We are still actively working on the spam issue.
Computer Cooling keeps your computer and parts from overheating and staying within appropriate operating temperatures. The most common parts of a computer cooling system include fans, heat sinks, and water cooling systems. There are also ways to help improve cooling, such as using thermally conductive compounds, cpu and heat sink lapping, and de-lidding.
Computer fans come in many different shapes and sizes. Although there are fans that are larger and smaller, some of the most commonly used sizes are 120mm and 140mm.
Heat sinks help dissipate heat from components. They work by increasing the surface area that heat can dissipate through, usually by having heat travel through heat pipes and then dissipating through multiple fans. To increase this effect, most heat sinks use fans to push air through to remove the heat.
There are two types of water cooling systems for computers. The first type are closed loop coolers (CLC). CLC coolers are the water coolers that come as a single, pre-made unit. The parts of this unit are the pump, which pushes water through the loop, the radiator, which is responsible for cooling down the water, and the water block, which makes contact with what the cooler is supposed to remove heat from.
The second type of water cooling system is a custom loop. As the name suggests, this is a cooling solution that does not come pre-made, and requires some assembly. The parts of this type of system are very similar, except for the fact that many of them are not in one package, as on a clc. There are several advantages to a custom loop, such as the ability to have multiple cooling blocks being attached to one radiator, and not having use multiple clc units.
For the most part, water cooling is a meme. A good enough fan is almost always going to be enough to cool down your computer, and is much cheaper as well as quieter. Most water cooling is marketed just to look impressive and so people can say things like "look I have colored water cooling that matches my light up mousemat". For ordinary desktop PCs, water cooling is just not worth the money, and not to mention you also run the risk of potentially destroying your computer. The only time water cooling is ever recommended is usually for super hot machines (like supercomputers) where keeping the temperature extremely low is a priority, but even then in most cases they just get more powerful fans.

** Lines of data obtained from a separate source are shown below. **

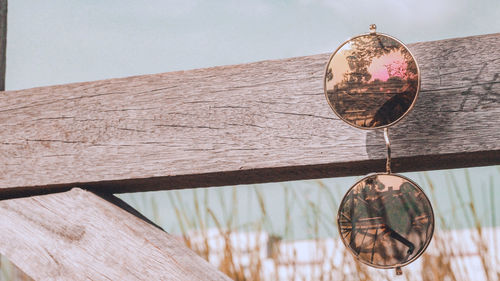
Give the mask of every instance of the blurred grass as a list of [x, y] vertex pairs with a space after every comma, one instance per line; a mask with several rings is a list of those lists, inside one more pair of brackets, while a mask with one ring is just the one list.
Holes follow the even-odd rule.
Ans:
[[[492, 227], [499, 225], [498, 208], [495, 205], [500, 202], [495, 197], [495, 189], [500, 188], [500, 167], [405, 175], [417, 181], [431, 199], [436, 216], [436, 232], [429, 251], [415, 262], [421, 266], [421, 270], [416, 271], [419, 274], [410, 270], [401, 278], [470, 280], [473, 274], [475, 280], [498, 280], [500, 270], [496, 267], [500, 264], [499, 253], [494, 250], [498, 249], [498, 243], [496, 238], [489, 239], [486, 236], [498, 235], [496, 229], [492, 234]], [[274, 272], [279, 271], [278, 267], [283, 267], [283, 264], [291, 268], [291, 273], [284, 280], [392, 280], [395, 278], [393, 271], [372, 270], [356, 263], [343, 246], [335, 249], [345, 256], [341, 264], [335, 264], [326, 254], [331, 252], [328, 247], [332, 246], [326, 245], [324, 239], [338, 237], [335, 221], [338, 204], [355, 180], [325, 179], [128, 194], [122, 198], [133, 203], [132, 197], [151, 196], [156, 203], [144, 206], [141, 212], [146, 215], [163, 214], [160, 215], [163, 220], [157, 223], [173, 234], [182, 235], [188, 246], [235, 280], [277, 280], [278, 276], [269, 276], [270, 273], [265, 272], [263, 264], [266, 262], [273, 263]], [[186, 200], [190, 195], [192, 202]], [[164, 205], [162, 197], [165, 196], [169, 198], [171, 206]], [[175, 210], [175, 220], [171, 220], [172, 216], [169, 219], [169, 209]], [[216, 251], [210, 247], [210, 241], [213, 240], [213, 234], [208, 231], [210, 229], [216, 229], [223, 237], [220, 261], [210, 258]], [[461, 232], [460, 239], [465, 237], [474, 243], [474, 252], [464, 253], [467, 250], [465, 246], [457, 247], [461, 241], [455, 241], [456, 237], [452, 237], [450, 230], [471, 230]], [[276, 245], [313, 241], [316, 244], [315, 252], [312, 253], [315, 260], [322, 260], [329, 266], [312, 266], [313, 272], [298, 276], [302, 261], [296, 252], [285, 254], [283, 249], [286, 251], [286, 247], [271, 245], [267, 251], [272, 253], [262, 257], [258, 254], [262, 251], [259, 243], [254, 243], [252, 249], [246, 249], [250, 261], [241, 260], [242, 251], [235, 247], [232, 235], [259, 231], [268, 233], [269, 241]], [[193, 237], [196, 237], [196, 241]], [[478, 259], [471, 260], [470, 255]], [[285, 256], [288, 258], [286, 261], [283, 260]], [[471, 264], [474, 266], [471, 267]], [[472, 273], [471, 268], [474, 270]]]
[[[500, 167], [405, 175], [420, 184], [431, 199], [436, 231], [428, 251], [408, 266], [410, 270], [403, 268], [402, 277], [392, 270], [357, 263], [343, 245], [328, 242], [338, 237], [338, 204], [355, 178], [119, 196], [182, 237], [187, 246], [234, 280], [278, 280], [280, 276], [281, 280], [470, 280], [471, 276], [499, 280], [495, 205], [500, 204], [496, 196]], [[462, 236], [457, 242], [450, 230], [468, 231], [463, 232], [467, 241], [460, 241]], [[263, 238], [262, 233], [268, 236]], [[246, 242], [238, 240], [241, 235], [247, 235]], [[218, 241], [217, 247], [214, 241]], [[307, 259], [316, 263], [308, 271], [304, 271], [307, 259], [294, 246], [302, 242], [309, 243]], [[472, 253], [467, 252], [470, 243]], [[415, 270], [417, 267], [420, 269]], [[29, 280], [22, 279], [22, 272], [5, 258], [0, 269], [0, 280]]]

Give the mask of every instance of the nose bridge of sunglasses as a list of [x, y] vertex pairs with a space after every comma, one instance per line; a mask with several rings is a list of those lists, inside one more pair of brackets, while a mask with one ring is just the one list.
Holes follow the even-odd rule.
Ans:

Thermal Paste is the material that you put in between the heat sink and the surface being cooled. Thermal paste is supposed to fill in any gaps in between the two surfaces. The proper way to apply thermal paste is widely and fiercely debated by many people, but the general consensus is that the best method for normal applications is to place a rice grain sized dot on the CPU, and then press down on it with the heat sink to prevent air bubbles. Visit http://www.arcticsilver.com/methods.html for specific instructions for your CPU.
There are many ways that one can improve cooling of their CPU and/or GPU. These include heat sink and CPU lapping, and CPU de-lidding. Please note that many of these enhancements do void your warranty, and can potentially destroy the item that you are trying to modify. We are not responsible for anything that happens if you choose to do any of these enhancements.

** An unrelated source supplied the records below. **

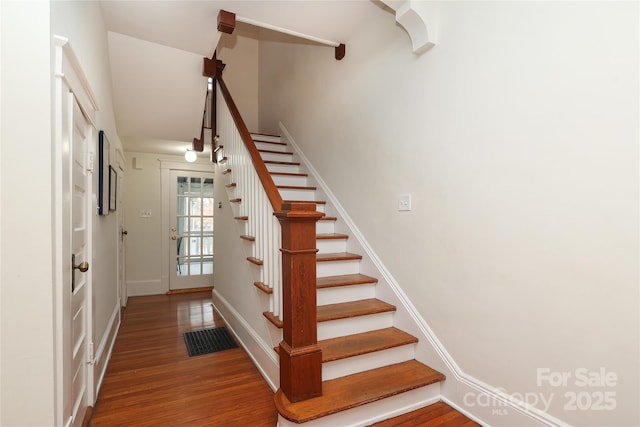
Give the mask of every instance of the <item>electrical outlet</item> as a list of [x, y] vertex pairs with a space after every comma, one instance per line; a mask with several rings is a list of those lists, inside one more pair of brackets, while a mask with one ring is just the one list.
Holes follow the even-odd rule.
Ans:
[[411, 194], [400, 194], [398, 197], [398, 210], [410, 211], [411, 210]]

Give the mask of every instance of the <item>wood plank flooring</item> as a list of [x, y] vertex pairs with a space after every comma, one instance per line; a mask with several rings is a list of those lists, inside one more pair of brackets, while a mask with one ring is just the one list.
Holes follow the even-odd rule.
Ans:
[[223, 326], [209, 292], [129, 298], [91, 426], [269, 426], [273, 392], [242, 348], [189, 357], [182, 334]]
[[372, 424], [370, 427], [480, 427], [451, 406], [437, 402], [426, 408]]
[[[90, 426], [273, 427], [273, 392], [242, 348], [189, 357], [184, 332], [223, 326], [209, 292], [129, 298]], [[376, 427], [477, 426], [436, 403]]]

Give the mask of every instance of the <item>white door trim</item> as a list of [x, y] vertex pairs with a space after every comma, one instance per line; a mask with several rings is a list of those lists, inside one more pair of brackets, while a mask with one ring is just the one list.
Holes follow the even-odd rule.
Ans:
[[[70, 331], [65, 330], [65, 314], [66, 311], [69, 310], [69, 303], [65, 301], [64, 298], [64, 290], [66, 286], [69, 286], [70, 283], [70, 239], [71, 236], [67, 236], [67, 231], [65, 228], [65, 196], [64, 196], [64, 186], [63, 186], [63, 177], [64, 177], [64, 165], [63, 165], [63, 150], [64, 150], [64, 138], [63, 138], [63, 116], [62, 116], [62, 106], [63, 103], [67, 102], [66, 93], [71, 91], [82, 112], [84, 113], [87, 121], [89, 122], [89, 138], [95, 138], [95, 113], [98, 111], [98, 105], [95, 100], [95, 96], [93, 91], [91, 90], [91, 86], [89, 85], [89, 80], [84, 74], [80, 63], [75, 56], [71, 46], [69, 45], [68, 39], [60, 36], [53, 37], [54, 44], [54, 104], [53, 104], [53, 156], [52, 156], [52, 166], [53, 166], [53, 217], [54, 217], [54, 225], [53, 225], [53, 245], [55, 250], [54, 259], [53, 259], [53, 292], [54, 292], [54, 325], [55, 325], [55, 343], [54, 343], [54, 393], [55, 393], [55, 407], [54, 407], [54, 417], [56, 425], [67, 426], [73, 420], [68, 418], [67, 410], [65, 410], [65, 406], [68, 408], [68, 396], [65, 393], [65, 381], [68, 381], [66, 378], [69, 375], [68, 372], [65, 371], [65, 334], [68, 334]], [[87, 156], [94, 156], [95, 153], [92, 152], [93, 144], [88, 144]], [[91, 205], [92, 194], [89, 194], [89, 205]], [[91, 207], [89, 206], [88, 212], [93, 212]], [[92, 221], [89, 219], [87, 221], [87, 250], [89, 253], [92, 253], [91, 248], [91, 231]], [[67, 248], [69, 245], [69, 248]], [[91, 289], [92, 289], [92, 280], [91, 274], [87, 275], [87, 299], [89, 304], [87, 307], [90, 311], [90, 302], [91, 302]], [[85, 343], [89, 345], [92, 338], [93, 324], [92, 324], [92, 315], [89, 313], [87, 316], [87, 330], [86, 330], [86, 341]], [[88, 349], [87, 349], [88, 350]], [[88, 362], [88, 361], [87, 361]], [[93, 404], [95, 400], [95, 396], [93, 393], [93, 379], [91, 378], [92, 369], [87, 369], [87, 397], [89, 404]]]
[[[171, 171], [172, 170], [183, 170], [190, 172], [215, 172], [215, 164], [213, 163], [180, 163], [180, 162], [172, 162], [166, 160], [160, 160], [160, 188], [161, 190], [161, 224], [162, 231], [161, 233], [168, 232], [171, 227]], [[161, 290], [162, 292], [169, 292], [169, 278], [171, 274], [171, 266], [167, 262], [171, 256], [171, 245], [169, 243], [169, 239], [162, 239], [162, 272], [161, 272]]]
[[124, 179], [125, 179], [125, 165], [127, 160], [120, 147], [116, 148], [116, 164], [118, 166], [118, 212], [117, 215], [117, 228], [118, 228], [118, 301], [120, 301], [121, 307], [127, 306], [127, 278], [125, 277], [125, 252], [126, 252], [126, 236], [122, 235], [122, 231], [126, 230], [126, 218], [124, 216]]

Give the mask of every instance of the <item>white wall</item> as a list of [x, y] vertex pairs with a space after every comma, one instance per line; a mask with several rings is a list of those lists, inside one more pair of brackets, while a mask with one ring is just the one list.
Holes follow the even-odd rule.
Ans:
[[216, 168], [214, 198], [215, 221], [215, 275], [213, 302], [229, 327], [238, 336], [256, 366], [274, 389], [280, 378], [278, 362], [273, 348], [281, 340], [281, 332], [270, 326], [262, 315], [269, 308], [269, 297], [253, 283], [260, 281], [260, 268], [247, 261], [252, 256], [252, 243], [240, 238], [246, 234], [244, 224], [233, 219], [229, 196], [225, 188], [228, 176], [224, 167]]
[[[69, 39], [91, 84], [98, 103], [96, 125], [98, 130], [105, 131], [109, 139], [111, 164], [115, 167], [116, 150], [122, 150], [122, 144], [117, 134], [113, 113], [107, 30], [102, 19], [100, 4], [85, 1], [52, 2], [51, 34]], [[97, 153], [97, 139], [95, 143], [94, 152]], [[93, 188], [97, 194], [97, 173], [93, 174]], [[119, 230], [115, 212], [107, 216], [99, 216], [93, 212], [92, 219], [93, 254], [90, 271], [93, 280], [93, 341], [98, 350], [101, 348], [101, 343], [109, 336], [111, 329], [116, 326], [113, 324], [114, 313], [119, 309], [117, 275]]]
[[[106, 33], [95, 2], [3, 1], [0, 7], [0, 424], [53, 425], [51, 36], [70, 39], [98, 100], [97, 124], [107, 129], [115, 149]], [[30, 183], [29, 191], [16, 183]], [[97, 339], [106, 332], [117, 289], [115, 226], [108, 221], [94, 229], [99, 244], [104, 242], [91, 263]]]
[[[441, 2], [420, 56], [360, 9], [341, 62], [261, 42], [261, 131], [286, 125], [465, 373], [638, 425], [638, 4]], [[615, 409], [565, 409], [593, 392]]]
[[217, 58], [226, 64], [223, 78], [249, 132], [258, 131], [258, 39], [255, 31], [238, 24], [222, 34]]
[[0, 11], [0, 425], [53, 425], [49, 3]]

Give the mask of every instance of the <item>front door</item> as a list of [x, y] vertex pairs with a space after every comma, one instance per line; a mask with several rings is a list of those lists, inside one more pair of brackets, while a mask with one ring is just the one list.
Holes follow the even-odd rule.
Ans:
[[213, 174], [171, 171], [169, 289], [213, 286]]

Lapping refers to sanding down a heat sink or CPU heat spreader to a flat, shiny surface. This is done by sanding down the the heat sink or heat spreader, starting off with a large grit and then ending it off with a very fine one.
Many new Intel processors (ivy-bridge and Haswell) use standard thermal paste under their heat spreaders instead of the previously used material. There are several methods of doing this, such as the vise method and razor blade method. The vise method involves putting the cpu into a vise with the heat spreader down, and then placing a block in front of it and gently tapping the block with a mallet until the heat spreader comes off. The razor blade method involves getting a razor blade underneath the heat spreader, and then slowly separating the adhesive holding on the heat spreader to the CPU.